The first part of "select-stat.txt" gives position or sequence of various moves in the dances, using the "order" statistic The "position" in . the dance is only approximate, since the descriptions do not adhere to a rigid format from which 8 beat phrases can be deduced. The second part illustrates various counts and other statistics.

Strain boundaries (16 beats) are defined by the sections A1:, etc. But the number of pseudo moves or figures within a strain is not restricted (e.g. wave balances and allemandes, hey hints, down and return (with turns)). We have taken the divisions indicated by commas, semicolons, and line ends to define pseudo phrases. We count these from the beginning of the dance. The first move will always be "1", and others will be in sequence. Occasionally a pseudo phrase will not contain an "action" and will not appear in the sequence. Some moves like "balance and swing" will be counted as one move, even though they take 16 beats.

Another requested statistic is piece count, similar to that given in Zesty Contras by Larry Jennings. He states "piece count is subjective and dependent on the locale". Moreover, we have the problems discussed above with the "order" statistic, and problems of combining identical or similar moves (such as a Ladies chain; Ladies chain back). A preliminary implementation is given with the statistic "pieces".
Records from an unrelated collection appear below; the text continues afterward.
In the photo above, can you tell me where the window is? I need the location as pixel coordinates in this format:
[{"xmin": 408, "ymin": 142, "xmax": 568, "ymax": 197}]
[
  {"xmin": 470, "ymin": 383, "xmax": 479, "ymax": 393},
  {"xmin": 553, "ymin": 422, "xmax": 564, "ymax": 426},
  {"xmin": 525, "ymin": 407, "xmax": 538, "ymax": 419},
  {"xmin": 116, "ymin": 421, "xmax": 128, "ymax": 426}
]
pc # pieces = ret % plus other flags

This produces two columns. The first contains any title line strings in the format "#nnxxx" as in Zesty Contras. The "#" is mandatory, "nn" is a one or two digit number, and "xxx" are any additional letter codes, to a limit of ten characters. The second column contains our naive estimate of the piece count of the dance. Any strains with a single figure (e.g. balance and swing, hey) have one piece. Any strains with only one type of figure (e.g. circle L, circle R) are also one additional piece. Finally, any strain containing any of the flags to the right of "=" counts as one piece. In this example, "ret" signifies "return" so that "down 4-in-line, turn alone; return, bend the line" counts as one piece, even though it nominally has four.

RUNNING and COMPILING the PROGRAM

In addition to "> pick" with all default file names and "> pick dances", other options can be specified. All output goes to the default files: csv.out, info.out, words.out, and occ.out, These default output file names cannot be changed from the command line. The resulting files must be renamed to preserve them. I still STRONGLY recommend making backup copies of your dance archive. Command line:

"> pick [options]".

These options include

"-h" to get help and exit.

"-s your_statistics_file" reads an alternative statistics file.
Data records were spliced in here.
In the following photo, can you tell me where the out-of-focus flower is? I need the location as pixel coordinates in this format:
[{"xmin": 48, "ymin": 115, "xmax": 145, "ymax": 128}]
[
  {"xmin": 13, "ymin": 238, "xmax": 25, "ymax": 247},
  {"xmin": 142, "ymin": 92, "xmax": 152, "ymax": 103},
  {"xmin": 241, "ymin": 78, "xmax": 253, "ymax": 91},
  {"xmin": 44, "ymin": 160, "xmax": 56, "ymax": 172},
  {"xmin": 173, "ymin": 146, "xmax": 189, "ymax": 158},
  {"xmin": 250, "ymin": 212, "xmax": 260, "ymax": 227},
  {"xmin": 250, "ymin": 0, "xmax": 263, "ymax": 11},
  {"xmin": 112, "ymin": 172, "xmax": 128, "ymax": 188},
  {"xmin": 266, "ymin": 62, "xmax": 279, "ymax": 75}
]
"-d your_dictionary_file" reads an alternative dictionary.

"-i" prints additional parsing and debug information to "info.out".

"-w" tabulates word/fragments, and writes sorted output to default files "words.out" and "occ.out". Useful for proof reading the dance file and for modifying your dictionary.

"-e" enables experimental features. At this writing, this is the "AA BB AABB" single character figure lists as discussed above.

"-b [nn]" prints detailed parsing information for the first "nn" lines of input. Output to "info.out".


The command line "> pick {options] dances" also works and should pose no danger to the file "dances", since one can not redefine output files.

Alternatively, one can copy or rename input files to the default names,
or use soft links, "> ln -s mydict.txt dance-dict.txt", in Linux or MAC OS.

[What is the equivalent in Windows???]

--------------------

The distribution can be downloaded as a single ZIP files, or individually downloadable files. It is more thoroughly described in the README file. The distribution includes executables for Linux (Fedora), Mac OS 10.6 (Snow Leopard), and Windows (compiled with gcc in MinGW, which run on 2000 XP, Vista Home, and Windows 7 Starter), along with the compilable code in C.

Compilation is straight forward: "> gcc -g -o pick pick.c".

There are a number of spreadsheet tricks involving sorting of the entire sheet (or parts thereof), cutting, and pasting, which I am still learning. Suggestions are solicited, along with comments on the program and on the dictionary and statistics files.